When you write songs centered around the Hindu concept of death and purposely record parts of an album backwards, then boy, even your most ardent of fans might be surprised by anything less offbeat. Eleanor Friedberger hits that exact nail on the head with Last Summer – easily her catchiest and most personally nostalgic record to date. Firstly, it details the Fiery Furnaces singer’s time in New York a decade ago and secondly, there’s a whole lotta soul throughout: funky bass lines are often slapped hard alongside glistening piano keys by way of Sixties Motown girl-groups.

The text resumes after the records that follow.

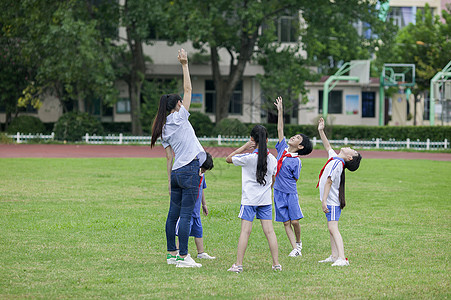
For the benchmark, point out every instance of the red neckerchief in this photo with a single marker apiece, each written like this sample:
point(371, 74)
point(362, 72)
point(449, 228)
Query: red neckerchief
point(322, 170)
point(280, 161)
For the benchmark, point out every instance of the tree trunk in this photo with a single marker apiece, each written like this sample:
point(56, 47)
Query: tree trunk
point(138, 70)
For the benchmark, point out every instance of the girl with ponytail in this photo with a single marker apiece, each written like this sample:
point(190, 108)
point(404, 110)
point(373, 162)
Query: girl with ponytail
point(258, 170)
point(177, 135)
point(332, 193)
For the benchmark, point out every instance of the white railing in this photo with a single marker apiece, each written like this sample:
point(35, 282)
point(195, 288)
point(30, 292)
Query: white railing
point(121, 139)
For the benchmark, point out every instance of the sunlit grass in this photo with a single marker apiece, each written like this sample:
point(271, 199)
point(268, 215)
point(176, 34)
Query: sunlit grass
point(94, 228)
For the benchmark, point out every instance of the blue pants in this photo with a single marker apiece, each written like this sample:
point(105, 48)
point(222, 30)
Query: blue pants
point(184, 190)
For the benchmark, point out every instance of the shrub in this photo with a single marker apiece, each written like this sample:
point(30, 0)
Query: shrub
point(26, 124)
point(202, 124)
point(231, 127)
point(74, 125)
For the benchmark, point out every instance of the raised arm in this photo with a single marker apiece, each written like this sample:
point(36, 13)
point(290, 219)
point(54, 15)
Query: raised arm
point(187, 88)
point(279, 106)
point(250, 145)
point(323, 135)
point(169, 158)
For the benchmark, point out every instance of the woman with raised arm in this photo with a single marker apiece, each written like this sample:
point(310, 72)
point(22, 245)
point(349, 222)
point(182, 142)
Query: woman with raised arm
point(177, 134)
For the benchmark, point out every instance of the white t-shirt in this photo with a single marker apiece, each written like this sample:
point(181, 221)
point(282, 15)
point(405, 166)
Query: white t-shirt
point(252, 192)
point(333, 170)
point(179, 134)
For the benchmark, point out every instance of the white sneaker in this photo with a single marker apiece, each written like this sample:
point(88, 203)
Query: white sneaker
point(205, 255)
point(187, 262)
point(295, 252)
point(329, 259)
point(299, 246)
point(340, 262)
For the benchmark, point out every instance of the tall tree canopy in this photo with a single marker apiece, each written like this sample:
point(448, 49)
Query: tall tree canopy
point(427, 44)
point(236, 25)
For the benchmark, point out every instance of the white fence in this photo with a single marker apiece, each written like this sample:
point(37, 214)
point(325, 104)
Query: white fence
point(220, 140)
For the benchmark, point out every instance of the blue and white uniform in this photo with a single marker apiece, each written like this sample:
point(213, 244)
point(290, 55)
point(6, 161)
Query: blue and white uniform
point(333, 169)
point(255, 198)
point(286, 199)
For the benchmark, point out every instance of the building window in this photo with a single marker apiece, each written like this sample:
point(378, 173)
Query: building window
point(236, 101)
point(368, 104)
point(335, 102)
point(123, 106)
point(286, 27)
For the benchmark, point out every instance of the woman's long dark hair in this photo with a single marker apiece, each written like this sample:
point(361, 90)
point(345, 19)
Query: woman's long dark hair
point(167, 103)
point(351, 165)
point(260, 134)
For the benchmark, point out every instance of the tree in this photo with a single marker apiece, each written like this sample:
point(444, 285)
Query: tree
point(427, 44)
point(236, 26)
point(64, 49)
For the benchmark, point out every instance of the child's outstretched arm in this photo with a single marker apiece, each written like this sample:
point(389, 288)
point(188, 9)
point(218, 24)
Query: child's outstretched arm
point(187, 88)
point(279, 106)
point(323, 135)
point(250, 145)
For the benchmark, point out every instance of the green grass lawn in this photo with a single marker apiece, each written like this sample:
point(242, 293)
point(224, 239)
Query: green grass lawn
point(95, 228)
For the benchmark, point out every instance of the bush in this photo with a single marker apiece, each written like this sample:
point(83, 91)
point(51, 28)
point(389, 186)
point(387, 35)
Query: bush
point(74, 125)
point(202, 124)
point(231, 127)
point(26, 124)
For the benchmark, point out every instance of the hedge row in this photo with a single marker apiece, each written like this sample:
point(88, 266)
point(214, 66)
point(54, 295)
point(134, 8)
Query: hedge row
point(338, 132)
point(233, 127)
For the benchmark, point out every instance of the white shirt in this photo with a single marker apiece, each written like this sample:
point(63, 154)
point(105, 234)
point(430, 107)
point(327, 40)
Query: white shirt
point(252, 192)
point(333, 170)
point(179, 134)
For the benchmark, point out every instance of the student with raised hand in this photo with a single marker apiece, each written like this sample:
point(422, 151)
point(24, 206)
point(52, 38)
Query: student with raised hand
point(177, 134)
point(332, 193)
point(258, 170)
point(286, 199)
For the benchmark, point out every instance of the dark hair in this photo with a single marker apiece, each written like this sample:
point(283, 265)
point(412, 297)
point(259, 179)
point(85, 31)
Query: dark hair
point(167, 103)
point(351, 165)
point(208, 163)
point(260, 134)
point(308, 147)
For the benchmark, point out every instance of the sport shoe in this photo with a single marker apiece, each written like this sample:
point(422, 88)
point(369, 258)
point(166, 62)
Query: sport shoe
point(329, 259)
point(340, 262)
point(171, 259)
point(236, 269)
point(187, 262)
point(205, 255)
point(295, 252)
point(299, 246)
point(277, 268)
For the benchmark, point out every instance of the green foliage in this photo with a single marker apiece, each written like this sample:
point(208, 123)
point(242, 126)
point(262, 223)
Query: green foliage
point(427, 44)
point(231, 127)
point(26, 124)
point(74, 125)
point(4, 139)
point(201, 123)
point(152, 91)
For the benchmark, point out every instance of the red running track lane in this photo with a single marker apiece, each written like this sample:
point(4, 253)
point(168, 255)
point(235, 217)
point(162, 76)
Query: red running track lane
point(87, 151)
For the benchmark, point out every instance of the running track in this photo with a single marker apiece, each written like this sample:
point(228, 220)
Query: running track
point(86, 151)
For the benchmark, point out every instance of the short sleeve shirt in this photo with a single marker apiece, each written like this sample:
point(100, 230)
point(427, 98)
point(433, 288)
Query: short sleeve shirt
point(290, 171)
point(179, 134)
point(252, 192)
point(333, 170)
point(202, 186)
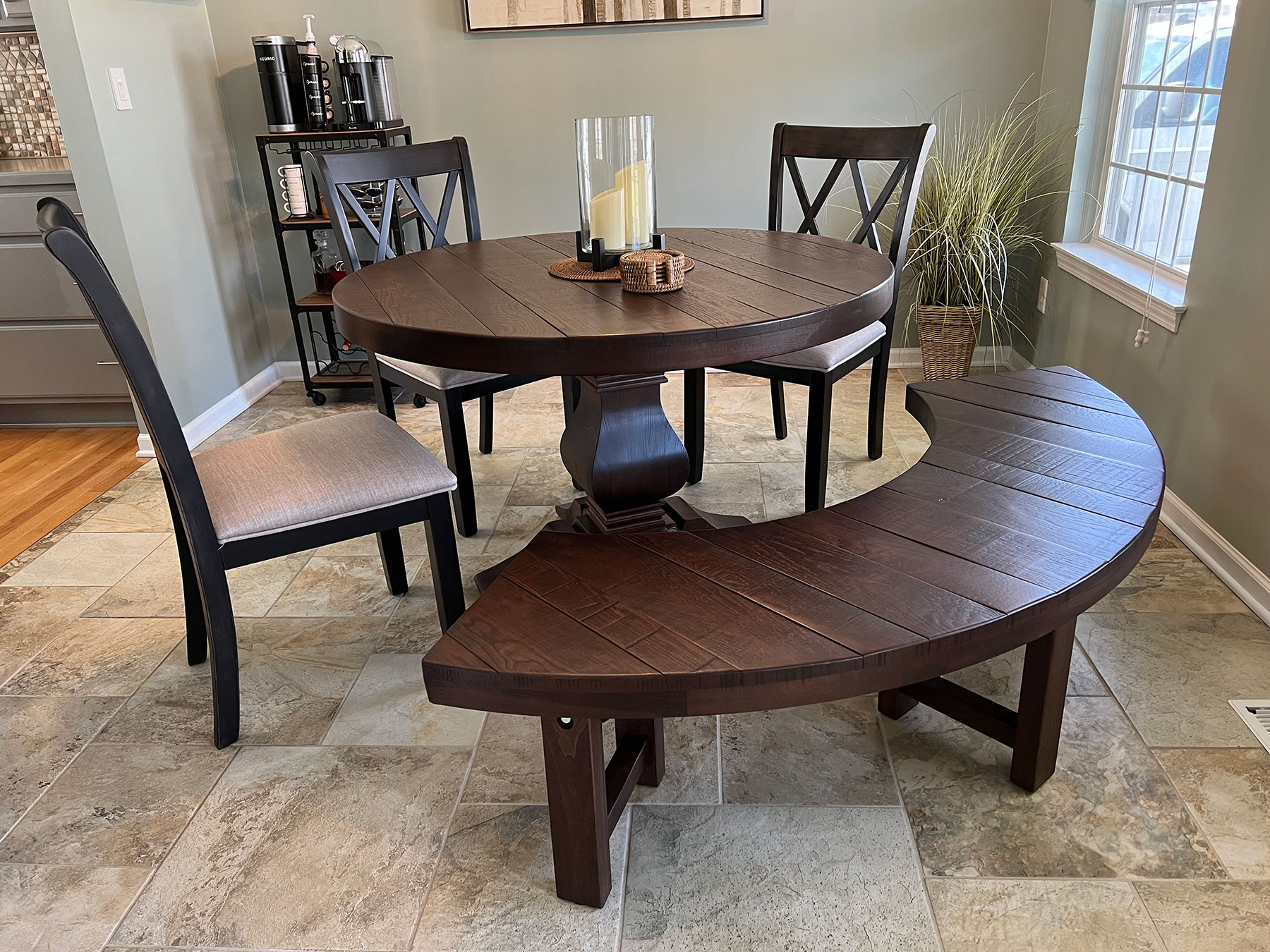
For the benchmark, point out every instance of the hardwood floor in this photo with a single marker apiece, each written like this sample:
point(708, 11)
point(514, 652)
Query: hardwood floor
point(47, 475)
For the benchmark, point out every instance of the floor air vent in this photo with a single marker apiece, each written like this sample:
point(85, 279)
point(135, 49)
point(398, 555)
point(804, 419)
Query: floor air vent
point(1257, 715)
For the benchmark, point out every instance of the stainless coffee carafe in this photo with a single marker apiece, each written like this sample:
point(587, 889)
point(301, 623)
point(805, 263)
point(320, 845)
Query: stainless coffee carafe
point(368, 82)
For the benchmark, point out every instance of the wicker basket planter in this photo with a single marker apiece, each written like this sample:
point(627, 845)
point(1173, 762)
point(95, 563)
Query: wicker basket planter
point(949, 336)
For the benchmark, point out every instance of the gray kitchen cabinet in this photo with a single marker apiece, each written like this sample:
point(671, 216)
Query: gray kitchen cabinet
point(59, 368)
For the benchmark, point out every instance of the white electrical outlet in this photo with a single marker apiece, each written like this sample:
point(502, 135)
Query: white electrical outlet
point(120, 88)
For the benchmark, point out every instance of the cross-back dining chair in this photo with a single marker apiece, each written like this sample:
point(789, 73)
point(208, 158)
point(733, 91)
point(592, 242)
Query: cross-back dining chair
point(400, 168)
point(267, 495)
point(823, 366)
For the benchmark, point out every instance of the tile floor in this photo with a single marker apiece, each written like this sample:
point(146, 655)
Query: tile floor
point(356, 815)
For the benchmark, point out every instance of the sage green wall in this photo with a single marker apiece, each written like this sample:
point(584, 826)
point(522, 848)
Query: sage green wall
point(717, 92)
point(159, 184)
point(1203, 391)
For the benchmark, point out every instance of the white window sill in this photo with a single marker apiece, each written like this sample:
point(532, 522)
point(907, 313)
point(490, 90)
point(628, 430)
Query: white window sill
point(1128, 281)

Right from the get-go of opener ‘My Mistakes,’ we get a peek into Eleanor’s mind: a flashback of emotional instability made all the more sentimental by the breezy guitars and fuzzy, tingling synths (“I thought I lived through my mistakes / I thought he lived through my mistakes / I thought he’d give me the right advice”). Soon it becomes obvious that much of Last Summer’s charm derives from its vivid imagery of a bohemian New York. Eleanor’s thoughts are spread across a panorama of the times spent seeing the sights (‘Roosevelt Island’) and keeping precious memories (‘I Won’t Fall Apart on You’). It’s as if she’s channelled her distinctive wit through Patti Smith’s voice, whilst penning some sort of sly indie marketing campaign for the Big Apple.

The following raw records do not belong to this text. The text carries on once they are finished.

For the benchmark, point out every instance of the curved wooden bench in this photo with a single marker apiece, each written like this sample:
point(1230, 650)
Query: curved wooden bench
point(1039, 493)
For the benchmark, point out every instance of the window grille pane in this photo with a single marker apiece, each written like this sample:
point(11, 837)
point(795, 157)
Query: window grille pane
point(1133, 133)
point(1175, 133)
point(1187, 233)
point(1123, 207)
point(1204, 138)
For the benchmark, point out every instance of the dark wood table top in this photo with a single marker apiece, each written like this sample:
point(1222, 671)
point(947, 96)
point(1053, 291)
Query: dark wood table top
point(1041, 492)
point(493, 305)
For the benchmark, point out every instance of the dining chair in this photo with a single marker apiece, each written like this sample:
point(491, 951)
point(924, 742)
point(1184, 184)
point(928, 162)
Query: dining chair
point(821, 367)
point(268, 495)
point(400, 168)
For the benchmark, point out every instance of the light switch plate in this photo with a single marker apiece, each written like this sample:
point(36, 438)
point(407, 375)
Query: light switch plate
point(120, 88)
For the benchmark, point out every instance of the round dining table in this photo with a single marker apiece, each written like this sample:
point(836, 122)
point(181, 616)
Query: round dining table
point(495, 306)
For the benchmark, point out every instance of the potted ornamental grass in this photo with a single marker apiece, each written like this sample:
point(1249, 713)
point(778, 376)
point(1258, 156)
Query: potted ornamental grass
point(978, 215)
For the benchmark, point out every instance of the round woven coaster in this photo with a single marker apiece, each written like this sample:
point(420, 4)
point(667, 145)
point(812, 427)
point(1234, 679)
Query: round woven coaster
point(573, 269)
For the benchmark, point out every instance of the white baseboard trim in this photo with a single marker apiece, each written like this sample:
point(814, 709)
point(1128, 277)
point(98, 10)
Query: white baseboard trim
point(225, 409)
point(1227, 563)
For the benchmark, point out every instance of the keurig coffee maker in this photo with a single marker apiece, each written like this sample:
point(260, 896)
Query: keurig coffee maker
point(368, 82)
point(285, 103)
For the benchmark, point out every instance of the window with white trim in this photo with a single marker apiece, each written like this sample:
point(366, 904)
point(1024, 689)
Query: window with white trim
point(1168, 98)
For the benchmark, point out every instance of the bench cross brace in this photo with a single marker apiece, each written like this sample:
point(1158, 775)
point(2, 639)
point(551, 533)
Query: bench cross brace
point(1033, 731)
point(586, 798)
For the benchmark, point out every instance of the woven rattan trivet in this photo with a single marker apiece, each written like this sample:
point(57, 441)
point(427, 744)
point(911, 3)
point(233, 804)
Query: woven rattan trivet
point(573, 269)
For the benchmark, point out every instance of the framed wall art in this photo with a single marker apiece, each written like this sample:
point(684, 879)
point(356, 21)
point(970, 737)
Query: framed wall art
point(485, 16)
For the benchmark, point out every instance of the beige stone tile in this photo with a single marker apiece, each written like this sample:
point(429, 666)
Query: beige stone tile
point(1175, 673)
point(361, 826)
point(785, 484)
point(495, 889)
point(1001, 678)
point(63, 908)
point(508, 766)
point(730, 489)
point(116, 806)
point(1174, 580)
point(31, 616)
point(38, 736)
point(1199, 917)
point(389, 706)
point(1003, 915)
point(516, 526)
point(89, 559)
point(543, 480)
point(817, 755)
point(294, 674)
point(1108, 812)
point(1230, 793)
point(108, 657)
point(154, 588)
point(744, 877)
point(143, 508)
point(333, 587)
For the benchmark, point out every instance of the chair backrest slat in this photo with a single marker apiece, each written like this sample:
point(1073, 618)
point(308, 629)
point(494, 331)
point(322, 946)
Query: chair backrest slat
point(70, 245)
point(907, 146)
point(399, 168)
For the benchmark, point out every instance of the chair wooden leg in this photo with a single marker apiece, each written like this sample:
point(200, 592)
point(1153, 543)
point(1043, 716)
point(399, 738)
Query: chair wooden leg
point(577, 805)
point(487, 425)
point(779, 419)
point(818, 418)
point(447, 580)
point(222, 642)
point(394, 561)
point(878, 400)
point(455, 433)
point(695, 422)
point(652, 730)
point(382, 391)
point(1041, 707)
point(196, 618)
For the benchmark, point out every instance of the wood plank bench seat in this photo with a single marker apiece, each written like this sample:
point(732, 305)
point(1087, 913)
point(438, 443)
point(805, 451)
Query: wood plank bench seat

At times, Last Summer does feel a bit strenuous. ‘Early Earthquake’ and ‘One-Month Marathon’ are both dragged out fillers, while - as it can be with the Furnaces - the more madcap moments prove the most arduous. ‘Inn of the Seventh Ray’ is as overdrawn lyrically as it is musically (“Take a lecture in stereoscopics to show us the way”), and ‘Owl Head Park’ is wordier (“I only took one picture that day / It’s me on that bike / posing next to a white Lamborghini”) than a stutterer reading the dictionary at speed.
‘Glitter Gold Year’ sounds a bit like a Coldplay/Lionel Richie collab and ‘Heaven’ sees Eleanor flirt with doo-wop sounds like it was a walk in the park, but they never come across as pastiche thanks to Eleanor’s open and honest charisma. By no means is Last Summer a perfect record. Its incoherence might prove a bit frustrating, but Eleanor has proved that she can do perfectly well away from her sibling. Looks like you’re not the only Friedberger who can go it alone, Matthew!